ICC withdrawal decision is now in your hands
‘Procedural irrationality.” “Prematurity.” “Unexplained haste.”
Those were the terms the high court used to describe government’s bungled decision to withdraw from the International Criminal Court (ICC).
Ordering government to immediately revoke its notice to withdraw from the court, the full Bench headed by Judge Phineas Mojapelo said the process should have been initiated by Parliament and not the executive.
The court ruling followed International Relations Minister Maite Nkoana-Mashabane’s letter to the UN signalling South Africa’s intention to withdraw from the Rome Statute by October this year. The Rome Statute is the instrument under which the ICC was set up.
In her letter, Nkoana-Mashabane said South Africa’s membership of the ICC conflicted with the country’s involvement in conflict resolution. The decision was precipitated by government’s handling of Sudanese mass butcher Omar al Bashir’s visit to South Africa and the court’s castigation of government for violating its legal duties.
This week, Mojapelo was scathing of government’s failure to consult Parliament, “the principal legislative organ of the state”, and of the belated attempt to rush the Repeal Bill through.
“Parliament is ... the master of its own processes, and the national executive is not entitled to dictate time frames to it within which to consider any bill before it ... Parliament has a special role to play in our constitutional democracy.”
The courts have now put the matter back in the hands of the citizens and their representatives.
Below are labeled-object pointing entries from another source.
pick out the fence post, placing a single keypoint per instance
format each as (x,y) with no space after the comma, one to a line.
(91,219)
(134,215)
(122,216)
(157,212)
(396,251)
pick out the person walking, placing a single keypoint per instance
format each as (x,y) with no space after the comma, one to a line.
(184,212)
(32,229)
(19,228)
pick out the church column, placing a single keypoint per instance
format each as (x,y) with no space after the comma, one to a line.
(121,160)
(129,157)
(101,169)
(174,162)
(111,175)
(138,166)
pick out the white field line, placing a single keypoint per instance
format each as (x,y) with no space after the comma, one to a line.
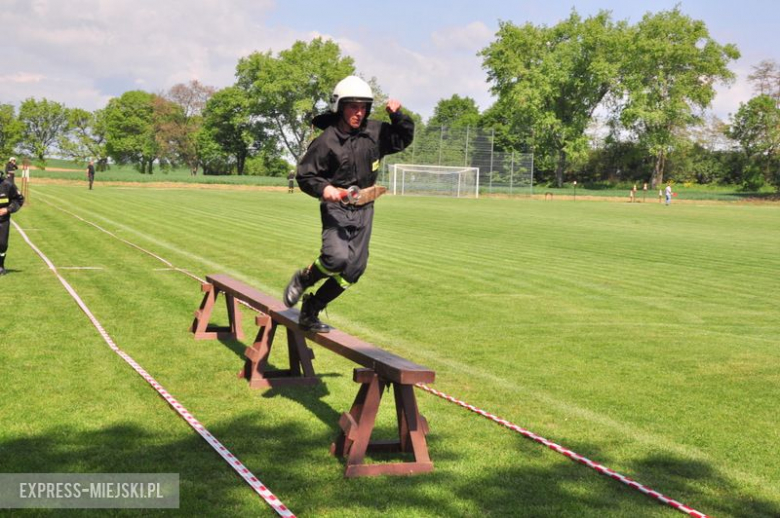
(470,369)
(231,459)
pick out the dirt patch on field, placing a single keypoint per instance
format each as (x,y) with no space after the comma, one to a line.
(775,199)
(163,185)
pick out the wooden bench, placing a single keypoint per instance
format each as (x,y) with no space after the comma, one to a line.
(379,370)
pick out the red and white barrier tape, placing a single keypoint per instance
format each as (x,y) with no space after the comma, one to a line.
(568,453)
(231,459)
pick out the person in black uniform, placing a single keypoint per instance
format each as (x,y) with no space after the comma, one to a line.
(91,173)
(10,169)
(10,201)
(290,183)
(346,154)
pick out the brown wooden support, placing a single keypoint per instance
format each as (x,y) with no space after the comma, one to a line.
(381,369)
(256,372)
(354,440)
(205,331)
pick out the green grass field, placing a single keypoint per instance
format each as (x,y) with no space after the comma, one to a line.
(641,336)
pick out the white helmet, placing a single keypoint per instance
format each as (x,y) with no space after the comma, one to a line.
(351,88)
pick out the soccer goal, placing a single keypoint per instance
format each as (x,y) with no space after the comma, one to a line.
(434,180)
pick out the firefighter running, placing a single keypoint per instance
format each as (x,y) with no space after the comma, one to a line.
(10,201)
(346,154)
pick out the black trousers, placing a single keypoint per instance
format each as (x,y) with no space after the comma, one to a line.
(5,230)
(346,233)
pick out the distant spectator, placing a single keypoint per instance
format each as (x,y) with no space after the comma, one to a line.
(10,169)
(11,201)
(91,173)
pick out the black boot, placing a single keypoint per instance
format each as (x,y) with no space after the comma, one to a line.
(301,280)
(309,320)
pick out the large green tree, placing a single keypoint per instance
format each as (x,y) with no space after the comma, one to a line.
(43,123)
(670,68)
(178,134)
(130,125)
(10,131)
(85,137)
(230,131)
(550,80)
(288,90)
(756,126)
(455,112)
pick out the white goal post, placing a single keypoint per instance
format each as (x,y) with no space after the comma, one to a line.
(434,180)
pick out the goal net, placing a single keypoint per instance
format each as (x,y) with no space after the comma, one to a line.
(434,180)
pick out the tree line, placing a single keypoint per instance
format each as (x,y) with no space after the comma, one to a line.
(595,99)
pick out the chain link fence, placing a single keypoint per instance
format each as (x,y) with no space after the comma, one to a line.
(500,172)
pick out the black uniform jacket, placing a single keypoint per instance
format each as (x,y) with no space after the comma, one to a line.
(10,199)
(346,159)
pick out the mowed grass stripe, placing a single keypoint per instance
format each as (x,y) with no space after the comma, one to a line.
(567,327)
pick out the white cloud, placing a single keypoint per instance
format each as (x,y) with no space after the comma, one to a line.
(469,38)
(112,46)
(24,77)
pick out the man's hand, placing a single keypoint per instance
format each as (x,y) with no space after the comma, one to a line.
(331,193)
(393,105)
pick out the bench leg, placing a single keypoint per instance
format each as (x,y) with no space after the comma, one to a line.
(255,368)
(354,440)
(200,325)
(203,313)
(234,317)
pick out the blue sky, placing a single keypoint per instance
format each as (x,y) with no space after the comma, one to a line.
(83,52)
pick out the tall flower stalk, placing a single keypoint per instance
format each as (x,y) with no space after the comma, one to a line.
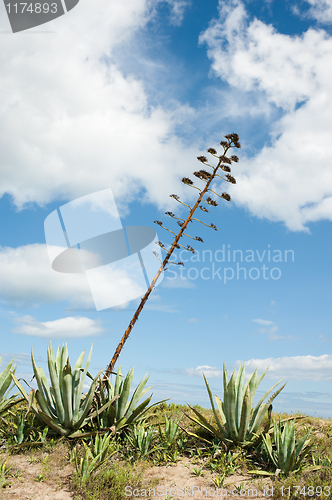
(223,165)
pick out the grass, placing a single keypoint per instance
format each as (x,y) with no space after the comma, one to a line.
(127,468)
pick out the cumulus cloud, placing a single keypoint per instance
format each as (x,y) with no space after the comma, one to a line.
(320,10)
(73,123)
(178,8)
(27,278)
(291,179)
(70,327)
(295,367)
(209,371)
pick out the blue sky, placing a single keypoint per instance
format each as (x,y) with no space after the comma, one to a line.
(126,95)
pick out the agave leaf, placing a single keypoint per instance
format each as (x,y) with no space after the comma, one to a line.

It is therefore critical that citizens engage in the public consultation process. In the words of the Council for the Advancement of the South African Constitution, which was an intervening party in the case, we all need to ensure that our commitments to fundamental human rights – in particular acting against genocide, war crimes and crimes against humanity, including apartheid – are respected and indeed prioritised.”